[Date Prev][Date Next][Thread Prev][Thread Next][Date Index][Thread Index]

[HTCondor-users] Fwd: Re: Docker universe ImageSize/MemoryUsage



So this error seems intermittent (maybe multiple jobs on a single machine? boto3 multi-part upload?). I've tried executing this job as a bare-bone docker run and the MEM USAGE "docker stats" seems reasonably within the LIMIT and the job finished successfully.

Also,
1. From the job.log, the HUGE MemoryUsage is reported immediately after the job starts executing on the worker machine. Does that have anything to do with how condor_starter wraps docker?
2. Shouldn't condor ideally have complained/HELD with "Docker job has gone over the memory limit" log?
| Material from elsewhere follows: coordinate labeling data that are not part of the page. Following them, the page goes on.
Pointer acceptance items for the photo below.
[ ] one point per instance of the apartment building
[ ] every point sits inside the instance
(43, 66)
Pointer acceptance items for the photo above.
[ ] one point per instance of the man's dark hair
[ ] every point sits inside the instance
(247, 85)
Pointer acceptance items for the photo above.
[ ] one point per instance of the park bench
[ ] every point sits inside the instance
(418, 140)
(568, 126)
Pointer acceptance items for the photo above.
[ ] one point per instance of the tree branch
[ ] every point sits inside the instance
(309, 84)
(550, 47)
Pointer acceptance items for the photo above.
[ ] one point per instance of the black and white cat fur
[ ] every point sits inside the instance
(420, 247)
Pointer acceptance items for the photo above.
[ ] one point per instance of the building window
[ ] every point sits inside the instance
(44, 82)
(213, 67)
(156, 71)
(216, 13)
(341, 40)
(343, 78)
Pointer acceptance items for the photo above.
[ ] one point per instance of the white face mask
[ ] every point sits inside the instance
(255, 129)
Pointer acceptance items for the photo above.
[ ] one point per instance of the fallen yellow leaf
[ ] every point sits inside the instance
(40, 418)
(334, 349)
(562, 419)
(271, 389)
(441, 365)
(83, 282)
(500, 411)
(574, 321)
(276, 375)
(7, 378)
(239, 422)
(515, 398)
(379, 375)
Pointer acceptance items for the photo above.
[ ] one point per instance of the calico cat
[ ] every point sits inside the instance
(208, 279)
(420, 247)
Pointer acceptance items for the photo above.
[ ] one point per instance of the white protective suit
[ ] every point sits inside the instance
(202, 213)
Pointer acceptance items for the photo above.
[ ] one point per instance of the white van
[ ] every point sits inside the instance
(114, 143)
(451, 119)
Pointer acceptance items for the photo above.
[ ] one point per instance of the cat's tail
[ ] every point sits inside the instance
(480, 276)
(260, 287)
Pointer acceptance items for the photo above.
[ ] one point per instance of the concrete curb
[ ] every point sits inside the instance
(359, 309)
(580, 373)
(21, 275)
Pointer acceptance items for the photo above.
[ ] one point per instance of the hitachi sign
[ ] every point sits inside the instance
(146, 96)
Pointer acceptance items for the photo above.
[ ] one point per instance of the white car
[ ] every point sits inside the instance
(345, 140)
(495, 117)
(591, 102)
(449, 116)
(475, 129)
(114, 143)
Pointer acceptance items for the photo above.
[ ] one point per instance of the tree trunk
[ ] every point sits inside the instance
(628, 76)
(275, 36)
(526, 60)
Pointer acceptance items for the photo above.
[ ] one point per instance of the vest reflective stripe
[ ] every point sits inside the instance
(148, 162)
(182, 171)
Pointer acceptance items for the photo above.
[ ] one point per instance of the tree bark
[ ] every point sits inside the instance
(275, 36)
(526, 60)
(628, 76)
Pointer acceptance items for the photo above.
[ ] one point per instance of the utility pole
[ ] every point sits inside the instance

From: Greg Thain <gthain@xxxxxxxxxxx>
Sent: Monday, August 7, 2017 6:30 AM
To: Sitharaman, Harish Mahadevan
Subject: Re: [HTCondor-users] Docker universe ImageSize/MemoryUsage
 
On 08/06/2017 01:36 PM, Sitharaman, Harish Mahadevan wrote:
Hello,
 
We’re using Condor’s Docker universe (HTCondor 8.6.1 , Docker 1.27) on amazon ec2 instances wherein jobs are being terminated intermittently (the same job executes successfully sometimes) when the reported MemoryUsage exceeds un-reasonably higher than the specified RequestMemory. This was NOT the case earlier when we ran the same jobs on HTCondor’s Standard Universe with own wrapper to execute Docker run. Any suggestion/help would be appreciated:
 

If you have a vanilla job that just executes "docker run ...", then the job proper is a child process of the docker daemon, not of the condor_starter (unless you also started the docker daemon under the starter yourself), and so the memory that condor knows about and reports in this case never includes the memory that the job proper uses.

If you run the job by hand under docker, can you query the memory used with the docker stats command?

-greg